I’ve never been a big journal/diary person, so this one was hard for me. But documenting how YOU are doing. How YOU are feeling. How YOU are coping, is very important. You will, on occasion, feel like you’ve made no progress in recovery for the last year. You will have setbacks where it feels like you’ve lost IQ points since waking in the morning. You may get emotional for no reason - angry, sad, depressed, happy etc. That said, it is important to keep yourself sane, and to know “I started back there. This is what that was like. I am headed forward, and recovery will be better than where I am coming from.” You have to be resilient in this, even if it’s hard sometimes. Especially when it's difficult. 

 

I learned back when I was a child that the trick to life isn’t necessarily luck, or experience, or expertise, or who you know, but really, the advantage you can build and use is perseverance: Try, try, try.

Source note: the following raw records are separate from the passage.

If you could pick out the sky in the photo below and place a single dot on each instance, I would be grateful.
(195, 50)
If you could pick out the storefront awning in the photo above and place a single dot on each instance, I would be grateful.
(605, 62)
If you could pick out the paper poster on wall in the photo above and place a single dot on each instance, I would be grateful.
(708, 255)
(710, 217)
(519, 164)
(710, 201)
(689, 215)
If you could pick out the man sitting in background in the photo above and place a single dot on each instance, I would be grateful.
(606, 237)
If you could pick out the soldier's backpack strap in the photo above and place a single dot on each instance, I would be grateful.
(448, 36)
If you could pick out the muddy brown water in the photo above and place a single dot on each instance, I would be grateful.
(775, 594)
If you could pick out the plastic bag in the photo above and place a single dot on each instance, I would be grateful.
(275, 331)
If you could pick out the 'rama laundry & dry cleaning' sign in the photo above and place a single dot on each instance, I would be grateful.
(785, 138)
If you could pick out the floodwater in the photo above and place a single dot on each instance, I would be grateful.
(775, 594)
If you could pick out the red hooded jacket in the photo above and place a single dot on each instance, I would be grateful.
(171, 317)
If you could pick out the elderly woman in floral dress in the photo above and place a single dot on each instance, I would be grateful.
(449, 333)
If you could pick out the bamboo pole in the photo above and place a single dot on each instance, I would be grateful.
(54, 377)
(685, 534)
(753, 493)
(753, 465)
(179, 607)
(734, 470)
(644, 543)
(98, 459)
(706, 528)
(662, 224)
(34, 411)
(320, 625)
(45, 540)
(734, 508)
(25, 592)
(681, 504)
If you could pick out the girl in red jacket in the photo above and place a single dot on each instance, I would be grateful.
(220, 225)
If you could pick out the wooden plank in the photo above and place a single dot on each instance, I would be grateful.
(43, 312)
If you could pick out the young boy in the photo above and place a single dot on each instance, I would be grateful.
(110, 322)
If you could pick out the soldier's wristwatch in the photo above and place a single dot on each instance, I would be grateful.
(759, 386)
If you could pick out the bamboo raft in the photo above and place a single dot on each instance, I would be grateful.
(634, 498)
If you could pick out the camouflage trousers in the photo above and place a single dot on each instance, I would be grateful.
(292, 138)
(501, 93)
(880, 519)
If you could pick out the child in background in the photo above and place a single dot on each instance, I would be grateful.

Eventually you’ll make progress. You’ll learn from trying. You’ll get back up and try again. And you’ll learn more. Eventually, you’ll be much more likely to succeed. You can’t learn from your failed attempts if you can’t remember them, so the diary/log helps.

 

4) Have a helper

Since your memory has a higher probability of being incomplete, the next important tip is to have a helper. Preferably one without a brain injury who can help you get organized and keep you on task. They don’t have to be a personal administrative assistant. This can be a friend, a co-worker, spouse/partner, etc.

 

This is probably the single place where technology failed me personally. It does not help you to take notes, have a calendar, and all these other ideas, if at the end of the day you cannot remember to check them. If you don’t remember you are using OneNote as your note repository, you’ll end up with random OneNote notebooks, notepad.txt files, sticky notes, jotted illegible notes on notebooks in the house, snippets in Visual Studio Code (which I love, by the way), NotePad ++, emails sent to yourself, etc.

 

You need someone or something to actively help you remember things:

  • This application is your source of truth
  • That application is your note repository
  • And this application is where people communicate with you

All the popular voice assistants available to us have one thing in common: They do not bug you. If I forget I am using Cortana to organize my day, which means forgetting to place notes, schedules, reminders, etc. into it, then it has failed as a personal assistant.

 

A person with transient memory problems needs something that can notice “Hey, you haven’t checked your schedule today and it’s 1 PM now.” Personal assistant devices currently require you to start the conversation in my experience in most cases. If you don’t remember Cortana exists, how would you know to ask it where you need to be at 2:30 on Thursday?

 

Thank you for reading this. I hope that it can help those struggling with TBI as well as give some insight into what this means to those caregivers, coworkers and loved ones who are supporting people on this journey. Did you find this helpful? Please let me know, and best of luck. You got this!